S urtees: The accident shouldn't have happened. For me it was good that Lola told me afterwards that a wheel carrier had broken. Attributed to a defective casting. That took away the worry that I'd made a mistake. Otherwise it would have been more difficult to return. After that, it was just a question of getting well again. The biggest impact on my career was that certain forces at Ferrari got the opportunity to take advantage of my ailment.

When I returned after the accident, Enzo Ferrari said to me: I want you to be in Maranello more . I was ready for it and was already starting to live in an apartment that had been found for me. Then I got into problems with certain people on the team, including race director Dragoni. My stable mate Lorenzo Bandini does not belong to this group. He was a fine guy and a friend.

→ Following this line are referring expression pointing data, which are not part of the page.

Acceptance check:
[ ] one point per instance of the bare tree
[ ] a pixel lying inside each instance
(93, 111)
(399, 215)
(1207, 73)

What happened at Ferrari in your absence?

Surtees: It all started with test drives at the beginning of the 1966 season. We had problems on all fronts. In Formula 1, the new three-liter engine formula applied. But the new three-liter V12 was not yet ready. Instead, only a modified sports car engine was available. The test drives therefore began in the sports prototypes for Le Mans. After the Monza tests, I told them we had to modify the car. They blamed my criticism on the fact that I was still suffering from the effects of the accident. I disagreed. Look at the lap times. They are worse than the old car. And I was still faster than any of my teammates.

In the end they took my advice and the car got better. Then it was the turn of the Formula 1 car. Again I found it wasn't good. It was too heavy and the engine too weak. You said the engine had 330 hp. In fact it was less than 300. I checked the numbers on the test bench myself. So the year started with tension. It wouldn't have gotten so out of control without the accident. Enzo Ferrari was too busy helping me. At the time it was about the sale of his company. Ford on one side, Fiat on the other.

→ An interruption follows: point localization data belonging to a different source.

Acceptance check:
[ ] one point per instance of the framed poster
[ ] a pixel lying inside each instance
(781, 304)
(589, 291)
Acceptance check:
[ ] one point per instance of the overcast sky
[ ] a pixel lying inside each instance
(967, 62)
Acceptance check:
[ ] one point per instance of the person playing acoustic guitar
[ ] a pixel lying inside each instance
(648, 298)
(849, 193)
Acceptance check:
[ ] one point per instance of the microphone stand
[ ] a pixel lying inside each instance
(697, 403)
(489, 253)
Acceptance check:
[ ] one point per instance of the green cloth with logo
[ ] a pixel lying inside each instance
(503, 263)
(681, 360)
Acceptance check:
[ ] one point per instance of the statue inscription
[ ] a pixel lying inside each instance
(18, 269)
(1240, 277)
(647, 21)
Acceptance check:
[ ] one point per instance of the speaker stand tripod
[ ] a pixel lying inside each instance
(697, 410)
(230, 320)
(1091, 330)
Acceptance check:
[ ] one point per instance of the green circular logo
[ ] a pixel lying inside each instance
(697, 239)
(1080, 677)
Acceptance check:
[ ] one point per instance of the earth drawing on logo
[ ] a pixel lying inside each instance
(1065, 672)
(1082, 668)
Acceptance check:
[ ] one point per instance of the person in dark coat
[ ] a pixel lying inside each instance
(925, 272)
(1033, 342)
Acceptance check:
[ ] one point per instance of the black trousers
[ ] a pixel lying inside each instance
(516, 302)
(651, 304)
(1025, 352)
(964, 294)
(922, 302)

When you sat in a racing car for the first time after the accident, was it more of a physical or mental problem?

Surtees: After the accident, I was four inches shorter on one side. My pelvis was split, my thighs broken. The big problem was the bruised kidneys. The car landed on me after the rollover. A doctor from St Thomas Hospital in London flew to Canada with Tony Vanderwell to see me. At his instigation, I was pulled straight again. It fit to within eight millimeters. The doctors recommended that the best healing is possible in warm weather and in water.

That's how I flew to Guadeloupe. There was a nice beach there. There I lay down in the shallow water and did my exercises with my legs. When I got into a racing car again for the first time, I was still on crutches. They lifted me into the 2.4 liter Tasman car with a lifting device. And I beat the lap record at the Modena Autodrom. The accident made me mentally aware that I was more concerned with preparing the car. The break in the material had made me suspicious.

How did the separation from Ferrari come about in the middle of the season?

Surtees: You are under pressure after an accident like this. You have to get fit. And you want to be as fast as before. You can understand that I wasn't happy when I had to drive a car at the start of the 1966 season in Monaco that was two seconds too slow. For the next race in Spa we had more power in the upper rev range. About 320 hp. Engineer Rocchi had made changes to the cylinder head. In addition, Spa hardly had any slow corners. As a result, the weight handicap did not have as much effect. I was able to win the race.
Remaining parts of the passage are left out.